Sunday, June 23, 2013

ActiveRecord overdose

In the previous post, I highlighted the typical Rails bugs, that I encountered during my research on better ways of working on Rails apps. The bugs were often security-related:

The main common point of the bugs is the ActiveRecord overdose.

ActiveRecord overdose is a surprisingly popular pattern that includes:
  • putting everything into the model class
  • fear of adding new non-AR classes
  • over-relying on convention over configuration
When you look at a typical Rails model, it's a mix of the following responsibilities:
  • persistence 
  • business logic 
  • adapters 
  • view object 
  • form object 
  • others 

The Rails-way ActiveRecord is an enhanced version of the original Active Record pattern. The original pattern assumed only persistence and some simple business logic. The Rails version extended it with the view/form responsibilities. In many cases it's also extended with the adapters.
  • persistence 
    • associations 
    • queries - scopes 
    • saves 
    • simple validations 
  • business logic 
    • state-machine 
    • calculations 
    • tracking changes (touch) 
    • complex validations 
    • some callbacks 
    • feed/timeline/activity 
    • factories methods (class methods) 
  • adapters 
    • service (coordinating multiple adapters) 
    • search 
    • external api 
    • facebook 
    • twitter 
    • exception tracker 
    • metrics tracker 
    • image storage 
    • pdf 
    • mailer 
    • notification 
  • view object 
    • first_name + last_name 
    • foo.to_s 
    • image_path 
    • http boundary details (urls) 
    • i18n 
  • form object 
    • accepts_nested_attributes_for 
    • sanitizing 
    • attr_accessor 
  • others 
    • acts_as_foo (persistence, logic, validations) 
    • concerns 
    • includes 

The core responsibility of an ActiveRecord model is being a representation of a db record. That means handling the persistence and having the basic logic. This usually works great in typical CRUD apps. Once things get more complex, it's time to reconsider the active record pattern. 

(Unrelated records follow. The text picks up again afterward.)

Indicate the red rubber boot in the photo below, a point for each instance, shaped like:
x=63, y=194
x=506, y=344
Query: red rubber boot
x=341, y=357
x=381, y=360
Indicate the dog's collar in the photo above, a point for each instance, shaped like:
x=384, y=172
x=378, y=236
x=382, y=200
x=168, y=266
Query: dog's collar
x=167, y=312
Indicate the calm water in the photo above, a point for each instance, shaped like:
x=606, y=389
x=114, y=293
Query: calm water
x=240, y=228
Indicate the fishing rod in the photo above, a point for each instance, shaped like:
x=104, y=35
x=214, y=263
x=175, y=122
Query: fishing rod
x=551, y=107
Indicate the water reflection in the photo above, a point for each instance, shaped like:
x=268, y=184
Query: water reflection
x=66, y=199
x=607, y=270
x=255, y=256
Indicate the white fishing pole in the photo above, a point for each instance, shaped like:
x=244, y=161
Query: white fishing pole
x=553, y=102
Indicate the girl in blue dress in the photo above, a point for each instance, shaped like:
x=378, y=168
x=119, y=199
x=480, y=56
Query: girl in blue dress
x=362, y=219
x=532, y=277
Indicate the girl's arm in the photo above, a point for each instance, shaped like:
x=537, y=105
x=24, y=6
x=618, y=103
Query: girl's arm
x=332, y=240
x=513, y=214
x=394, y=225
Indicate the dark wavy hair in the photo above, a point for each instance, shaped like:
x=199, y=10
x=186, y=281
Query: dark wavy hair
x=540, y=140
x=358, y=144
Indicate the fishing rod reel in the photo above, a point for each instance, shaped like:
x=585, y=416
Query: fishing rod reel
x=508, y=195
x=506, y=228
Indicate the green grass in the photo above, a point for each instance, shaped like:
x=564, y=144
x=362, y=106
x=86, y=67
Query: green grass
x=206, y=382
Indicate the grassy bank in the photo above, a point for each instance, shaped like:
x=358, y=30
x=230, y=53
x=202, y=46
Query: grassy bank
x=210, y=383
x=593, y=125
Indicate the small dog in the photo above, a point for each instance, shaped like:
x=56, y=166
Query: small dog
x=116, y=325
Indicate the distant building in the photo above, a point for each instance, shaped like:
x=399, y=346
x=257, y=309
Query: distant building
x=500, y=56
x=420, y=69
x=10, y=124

The best way of escaping from the ActiveRecord overdose is to do it step by step. I'll focus on that in my later posts.

Monday, June 17, 2013

Typical Rails bugs

As part of my research on improving Rails application, I noticed a pattern in the bugs that are quite characteristic to Rails in several applications.

They have certain 'visible' things in common:

  • often security related, like leaking some information to unauthorized users
  • they live somewhere in the area of business logic/persistence
  • they are not so easy to fix in the existing codebase
  • they tend to exist in groups, similar bugs in different areas
  • they are easy to miss
  • often they appear during the requirements changes

Overdose of ActiveRecord

The reasons they exist is a combination of different things. The main common point of the bugs is the over-usage of ActiveRecord. It's easy to fall into this problem, I did it many times, as well.

You start with a new Rails app, adding new features very quickly. New requirements pop up. You use the popular Rails techniques to deal with them:

  • validations, which often turn into conditional validations
  • Single Table Inheritance
  • state-machine
  • accept_nested_attributes
  • models callbacks
  • virtual attributes
  • external gems that provide value magically, by using ActiveRecord (implicit dependencies)
Every technique is fine on its own. When you start using all of them in the same area, problems appear. 

Examples

I started noticing this trend, while reviewing the code of our potential Arkency customers. We sometimes do the "rescue missions" and help with legacy code. I can't use those examples here, so I started reviewing some of the popular open-source Rails applications: Discourse, Spree, Redmine, Gitlab. It didn't take me much time to discover the same bugs.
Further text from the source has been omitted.